[sorbus]

"It's probably better to have him inside the tent pissing out, than outside the tent pissing in." - Lyndon B. Johnson

Seems like an apt quote; from Apple's point of view, it's much, much better to have Comex helping them increase their security and make it harder for their devices to be jailbroken than for him to be trying to circumvent their security, especially as he's shown himself to be quite effective at circumventing it. Admittedly, we don't don't what he's going to be working on, and his subsequent tweets show an expectation that future versions of iOS will still be jailbroken, so perhaps he's not going to be involved with security (or, just as likely, recognizes that perfect security is impossible).

[RyanKearney]

I wouldn't say security is impossible, but it isn't worth the time and effort some companies put into it.

For example, Apple could stop putting 30 pin connectors on the iPhone, replacing it with only a power port to charge the device, then sandbox the rest of their apps on the phone (currently every jailbreak involving a vulnerability had to do with the fact that Apple doesn't sandbox their own applications like they do with third party applications.)

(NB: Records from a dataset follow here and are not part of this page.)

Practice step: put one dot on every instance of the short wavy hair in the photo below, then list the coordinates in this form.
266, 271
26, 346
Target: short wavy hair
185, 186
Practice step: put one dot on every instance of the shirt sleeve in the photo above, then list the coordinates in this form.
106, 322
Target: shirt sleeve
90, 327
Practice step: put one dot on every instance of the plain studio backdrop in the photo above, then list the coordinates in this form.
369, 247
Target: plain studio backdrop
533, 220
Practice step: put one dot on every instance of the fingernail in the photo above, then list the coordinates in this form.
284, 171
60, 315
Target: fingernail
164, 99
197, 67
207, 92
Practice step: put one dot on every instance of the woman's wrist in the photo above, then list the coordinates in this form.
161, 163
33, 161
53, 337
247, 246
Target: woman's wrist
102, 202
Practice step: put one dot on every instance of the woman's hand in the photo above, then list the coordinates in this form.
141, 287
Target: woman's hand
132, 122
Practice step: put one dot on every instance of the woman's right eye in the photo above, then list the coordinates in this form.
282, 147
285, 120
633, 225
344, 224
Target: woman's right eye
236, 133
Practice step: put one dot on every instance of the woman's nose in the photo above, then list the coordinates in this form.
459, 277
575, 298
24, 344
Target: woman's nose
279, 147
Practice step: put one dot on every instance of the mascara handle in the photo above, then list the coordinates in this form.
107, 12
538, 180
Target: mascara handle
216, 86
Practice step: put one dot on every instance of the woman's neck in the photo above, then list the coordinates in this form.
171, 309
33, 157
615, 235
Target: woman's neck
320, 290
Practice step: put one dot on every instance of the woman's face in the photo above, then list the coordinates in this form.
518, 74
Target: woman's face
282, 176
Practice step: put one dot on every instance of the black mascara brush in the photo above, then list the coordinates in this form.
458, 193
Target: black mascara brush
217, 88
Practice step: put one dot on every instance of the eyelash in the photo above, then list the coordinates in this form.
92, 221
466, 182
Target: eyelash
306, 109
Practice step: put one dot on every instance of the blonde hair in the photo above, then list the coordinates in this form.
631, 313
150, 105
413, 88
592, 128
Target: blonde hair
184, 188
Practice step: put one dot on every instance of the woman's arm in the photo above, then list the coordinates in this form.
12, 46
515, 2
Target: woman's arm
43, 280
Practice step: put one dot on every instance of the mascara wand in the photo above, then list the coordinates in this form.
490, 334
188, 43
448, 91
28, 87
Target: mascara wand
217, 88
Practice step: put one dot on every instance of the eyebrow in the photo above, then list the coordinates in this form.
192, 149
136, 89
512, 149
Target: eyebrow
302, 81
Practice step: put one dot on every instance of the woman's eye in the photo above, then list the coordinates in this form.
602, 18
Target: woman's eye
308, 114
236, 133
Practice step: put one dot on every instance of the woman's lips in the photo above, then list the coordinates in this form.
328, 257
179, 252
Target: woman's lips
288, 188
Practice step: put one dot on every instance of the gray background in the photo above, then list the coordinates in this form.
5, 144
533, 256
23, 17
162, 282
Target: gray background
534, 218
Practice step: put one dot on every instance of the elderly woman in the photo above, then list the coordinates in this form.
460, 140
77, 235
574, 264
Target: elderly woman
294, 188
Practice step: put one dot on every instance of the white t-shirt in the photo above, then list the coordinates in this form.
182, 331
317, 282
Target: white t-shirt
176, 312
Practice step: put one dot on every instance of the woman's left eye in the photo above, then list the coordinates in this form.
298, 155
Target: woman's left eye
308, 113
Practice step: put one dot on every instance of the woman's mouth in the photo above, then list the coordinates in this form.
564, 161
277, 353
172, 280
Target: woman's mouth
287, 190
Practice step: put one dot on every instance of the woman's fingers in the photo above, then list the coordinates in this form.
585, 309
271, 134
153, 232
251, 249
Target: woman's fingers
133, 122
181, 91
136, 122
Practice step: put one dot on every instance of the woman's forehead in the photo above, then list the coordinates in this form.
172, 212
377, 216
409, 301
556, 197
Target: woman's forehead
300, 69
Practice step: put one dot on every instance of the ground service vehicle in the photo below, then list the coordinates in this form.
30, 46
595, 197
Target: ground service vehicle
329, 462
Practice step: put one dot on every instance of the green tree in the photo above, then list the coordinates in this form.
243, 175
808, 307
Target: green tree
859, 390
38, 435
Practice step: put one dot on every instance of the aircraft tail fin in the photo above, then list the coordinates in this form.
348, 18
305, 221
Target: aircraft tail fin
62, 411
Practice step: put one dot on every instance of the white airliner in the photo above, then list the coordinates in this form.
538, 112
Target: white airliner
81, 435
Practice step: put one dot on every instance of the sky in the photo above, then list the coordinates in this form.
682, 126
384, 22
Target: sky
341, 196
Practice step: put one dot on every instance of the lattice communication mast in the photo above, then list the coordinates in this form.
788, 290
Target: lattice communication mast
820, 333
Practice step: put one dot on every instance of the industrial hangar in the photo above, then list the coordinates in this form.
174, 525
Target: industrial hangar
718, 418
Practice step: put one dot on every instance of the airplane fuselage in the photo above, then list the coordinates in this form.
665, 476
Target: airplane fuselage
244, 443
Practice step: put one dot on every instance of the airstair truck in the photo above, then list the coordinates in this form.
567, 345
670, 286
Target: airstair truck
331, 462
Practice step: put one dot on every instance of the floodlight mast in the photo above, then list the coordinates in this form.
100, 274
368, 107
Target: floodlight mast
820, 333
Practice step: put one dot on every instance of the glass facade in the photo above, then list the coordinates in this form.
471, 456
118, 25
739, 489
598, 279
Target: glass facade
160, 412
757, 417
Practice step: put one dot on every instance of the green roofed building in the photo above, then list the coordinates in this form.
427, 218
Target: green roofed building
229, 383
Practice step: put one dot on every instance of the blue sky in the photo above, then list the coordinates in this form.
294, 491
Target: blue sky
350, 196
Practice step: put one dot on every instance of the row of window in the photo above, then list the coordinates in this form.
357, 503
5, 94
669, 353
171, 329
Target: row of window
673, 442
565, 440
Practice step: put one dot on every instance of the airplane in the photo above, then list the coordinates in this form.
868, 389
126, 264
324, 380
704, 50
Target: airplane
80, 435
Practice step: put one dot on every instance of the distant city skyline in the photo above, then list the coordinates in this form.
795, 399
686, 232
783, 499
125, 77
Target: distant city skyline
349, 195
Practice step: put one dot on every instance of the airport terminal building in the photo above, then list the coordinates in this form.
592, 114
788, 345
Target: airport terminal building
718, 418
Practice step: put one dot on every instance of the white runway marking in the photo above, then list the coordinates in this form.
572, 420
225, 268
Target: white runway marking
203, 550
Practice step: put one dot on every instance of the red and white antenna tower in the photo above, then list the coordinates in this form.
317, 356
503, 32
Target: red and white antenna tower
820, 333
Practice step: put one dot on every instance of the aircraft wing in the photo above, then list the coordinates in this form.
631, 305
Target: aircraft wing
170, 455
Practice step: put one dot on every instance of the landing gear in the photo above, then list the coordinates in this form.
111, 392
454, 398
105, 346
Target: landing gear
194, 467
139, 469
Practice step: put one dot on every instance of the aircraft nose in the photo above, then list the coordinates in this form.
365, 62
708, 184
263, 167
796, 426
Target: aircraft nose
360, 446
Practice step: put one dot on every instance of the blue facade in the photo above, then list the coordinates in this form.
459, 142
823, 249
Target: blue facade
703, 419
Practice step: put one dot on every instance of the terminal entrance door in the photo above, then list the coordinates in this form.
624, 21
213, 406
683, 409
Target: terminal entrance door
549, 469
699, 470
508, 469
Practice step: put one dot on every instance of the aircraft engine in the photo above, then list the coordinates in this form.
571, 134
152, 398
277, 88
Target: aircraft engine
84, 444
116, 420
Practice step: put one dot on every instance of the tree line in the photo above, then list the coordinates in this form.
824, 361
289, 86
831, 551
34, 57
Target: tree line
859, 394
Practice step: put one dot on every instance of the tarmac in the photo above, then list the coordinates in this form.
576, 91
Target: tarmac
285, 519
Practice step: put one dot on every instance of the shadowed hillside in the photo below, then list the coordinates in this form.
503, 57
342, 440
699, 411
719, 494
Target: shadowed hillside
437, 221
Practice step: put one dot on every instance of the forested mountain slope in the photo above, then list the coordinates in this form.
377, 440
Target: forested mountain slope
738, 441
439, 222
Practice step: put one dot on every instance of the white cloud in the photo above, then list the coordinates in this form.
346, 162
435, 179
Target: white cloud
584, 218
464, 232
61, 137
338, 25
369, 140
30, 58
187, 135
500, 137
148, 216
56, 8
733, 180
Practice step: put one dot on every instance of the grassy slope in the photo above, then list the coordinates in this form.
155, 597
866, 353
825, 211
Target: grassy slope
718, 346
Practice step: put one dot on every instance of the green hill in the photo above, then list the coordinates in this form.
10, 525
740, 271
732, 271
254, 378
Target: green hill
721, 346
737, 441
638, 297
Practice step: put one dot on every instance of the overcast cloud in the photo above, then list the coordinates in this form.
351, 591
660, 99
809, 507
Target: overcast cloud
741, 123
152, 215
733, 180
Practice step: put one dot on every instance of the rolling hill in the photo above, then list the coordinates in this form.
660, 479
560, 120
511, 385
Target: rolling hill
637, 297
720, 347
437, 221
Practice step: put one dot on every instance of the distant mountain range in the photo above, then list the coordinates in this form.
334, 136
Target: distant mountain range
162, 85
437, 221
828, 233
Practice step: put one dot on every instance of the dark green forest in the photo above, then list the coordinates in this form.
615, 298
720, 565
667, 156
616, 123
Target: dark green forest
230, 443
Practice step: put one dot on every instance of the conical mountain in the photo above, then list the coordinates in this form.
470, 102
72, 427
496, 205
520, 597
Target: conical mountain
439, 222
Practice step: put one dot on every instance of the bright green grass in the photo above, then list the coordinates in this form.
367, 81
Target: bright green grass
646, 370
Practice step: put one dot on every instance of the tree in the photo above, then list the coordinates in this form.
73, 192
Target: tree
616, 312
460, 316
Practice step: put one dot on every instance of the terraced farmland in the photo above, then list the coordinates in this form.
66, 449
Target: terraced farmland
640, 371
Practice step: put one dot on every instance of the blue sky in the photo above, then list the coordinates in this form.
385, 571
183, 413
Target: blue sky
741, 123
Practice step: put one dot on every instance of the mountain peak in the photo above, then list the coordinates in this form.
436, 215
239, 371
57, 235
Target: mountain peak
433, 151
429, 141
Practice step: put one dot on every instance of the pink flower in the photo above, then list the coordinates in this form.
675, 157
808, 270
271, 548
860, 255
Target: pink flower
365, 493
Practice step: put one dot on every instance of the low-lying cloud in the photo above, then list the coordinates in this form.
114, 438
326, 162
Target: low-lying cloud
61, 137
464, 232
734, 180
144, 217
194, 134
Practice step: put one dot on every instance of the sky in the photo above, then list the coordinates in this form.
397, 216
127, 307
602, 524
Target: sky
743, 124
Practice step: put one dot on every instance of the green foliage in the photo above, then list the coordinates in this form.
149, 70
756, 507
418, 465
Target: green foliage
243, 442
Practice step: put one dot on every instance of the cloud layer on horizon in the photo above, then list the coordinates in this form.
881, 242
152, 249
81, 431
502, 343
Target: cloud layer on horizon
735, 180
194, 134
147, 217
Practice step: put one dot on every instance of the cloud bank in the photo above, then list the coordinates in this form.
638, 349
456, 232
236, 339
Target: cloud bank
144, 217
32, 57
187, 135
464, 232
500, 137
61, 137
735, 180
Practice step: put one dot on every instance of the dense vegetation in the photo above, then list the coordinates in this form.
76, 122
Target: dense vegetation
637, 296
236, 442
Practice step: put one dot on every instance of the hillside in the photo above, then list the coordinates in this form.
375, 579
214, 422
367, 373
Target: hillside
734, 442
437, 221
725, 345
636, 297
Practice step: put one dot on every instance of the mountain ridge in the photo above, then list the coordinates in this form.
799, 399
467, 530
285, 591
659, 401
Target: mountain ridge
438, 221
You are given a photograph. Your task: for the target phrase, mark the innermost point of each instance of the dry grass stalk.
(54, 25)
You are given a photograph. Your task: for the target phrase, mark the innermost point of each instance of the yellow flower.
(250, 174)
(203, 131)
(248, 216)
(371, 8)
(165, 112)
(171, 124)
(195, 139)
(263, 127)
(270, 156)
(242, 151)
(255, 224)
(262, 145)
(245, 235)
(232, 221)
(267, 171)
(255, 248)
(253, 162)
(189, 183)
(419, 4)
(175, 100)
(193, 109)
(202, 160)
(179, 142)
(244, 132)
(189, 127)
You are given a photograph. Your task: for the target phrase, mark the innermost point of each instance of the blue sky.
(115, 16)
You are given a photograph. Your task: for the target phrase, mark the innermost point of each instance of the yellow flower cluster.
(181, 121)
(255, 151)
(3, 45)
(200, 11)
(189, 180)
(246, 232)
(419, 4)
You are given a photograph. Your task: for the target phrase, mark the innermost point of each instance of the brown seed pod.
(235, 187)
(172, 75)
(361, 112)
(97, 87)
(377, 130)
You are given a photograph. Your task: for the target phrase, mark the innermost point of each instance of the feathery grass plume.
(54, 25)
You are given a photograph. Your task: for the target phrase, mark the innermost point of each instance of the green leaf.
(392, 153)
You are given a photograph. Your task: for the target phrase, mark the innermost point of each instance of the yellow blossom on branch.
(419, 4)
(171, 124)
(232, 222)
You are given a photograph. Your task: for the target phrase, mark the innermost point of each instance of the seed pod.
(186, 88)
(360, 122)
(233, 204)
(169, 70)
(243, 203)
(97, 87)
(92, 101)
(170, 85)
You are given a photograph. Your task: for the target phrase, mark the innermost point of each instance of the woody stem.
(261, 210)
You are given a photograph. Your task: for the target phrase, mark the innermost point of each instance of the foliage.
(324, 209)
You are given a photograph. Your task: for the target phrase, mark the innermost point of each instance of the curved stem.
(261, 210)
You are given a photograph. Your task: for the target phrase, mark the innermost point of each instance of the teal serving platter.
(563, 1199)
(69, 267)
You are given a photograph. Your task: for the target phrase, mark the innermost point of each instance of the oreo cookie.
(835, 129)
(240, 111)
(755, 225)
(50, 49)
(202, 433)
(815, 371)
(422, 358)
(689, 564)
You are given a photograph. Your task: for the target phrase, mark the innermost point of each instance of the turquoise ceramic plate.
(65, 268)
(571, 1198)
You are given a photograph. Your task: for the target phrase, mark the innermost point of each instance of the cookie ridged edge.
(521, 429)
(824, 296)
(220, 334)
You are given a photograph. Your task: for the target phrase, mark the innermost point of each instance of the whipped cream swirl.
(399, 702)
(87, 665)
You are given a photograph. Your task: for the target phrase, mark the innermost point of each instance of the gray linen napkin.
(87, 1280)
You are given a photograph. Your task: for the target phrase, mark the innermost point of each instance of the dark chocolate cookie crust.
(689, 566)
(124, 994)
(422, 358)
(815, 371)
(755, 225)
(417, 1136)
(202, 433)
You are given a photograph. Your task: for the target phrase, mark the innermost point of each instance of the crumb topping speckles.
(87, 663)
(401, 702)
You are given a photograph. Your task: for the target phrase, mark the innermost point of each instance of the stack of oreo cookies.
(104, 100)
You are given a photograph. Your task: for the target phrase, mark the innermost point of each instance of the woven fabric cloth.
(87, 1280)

Of course you could argue that you could take the device apart and hook up leads to the circuitry in an attempt to flash the device, but you're going to stop over 99.9% of the jail breaking community from jail breaking their devices.

[Xuzz]

That's incorrect. All apps are sandboxed — Safari most of all, in fact — comex just found ways to break out of the sandbox, usually by exploiting something in the iOS kernel.

In addition, while it is possible to make the dock connector power only, it's only possible as of iOS 5 (with WiFi syncing). Also, that dramatically increases the cost of repair: a single corrupted file can't just be fixed in a quick bootloader-level restore, it requires reprogramming the entire device at the factory (let alone the difficulty of simply transferring a large music library from a computer without USB).

It's definitely not "simple" for Apple to make jailbreaking more difficult than they have. iOS 4.3+ include all of the security measures you'd expect in a modern OS: W^X, ASLR, codesigning, etc. And still it was possible to evade those and exploit the browser+kernel in a foolproof, web jailbreak.

(I designed the website for http://jailbreakme.com/, and while comex did put a crazy amount of work into that project, it is certainly possible that someone could repeat it.)

[sorbus]

> I wouldn't say security is impossible, but it isn't worth the time and effort some companies put into it.

That's why I said that perfect security is impossible. It's entirely possible to lock something down to the point where 99.9% of people who would be interested in jailbreaking a device don't have the technical knowledge or skill required to break it (or just aren't willing to risk destroying the device), but some people will still figure out how to get around the security, even if it takes them a while (of course, if a jail-break isn't available until the version it's jail-breaking is obsolete, then the manufacturer could be said to win the battle).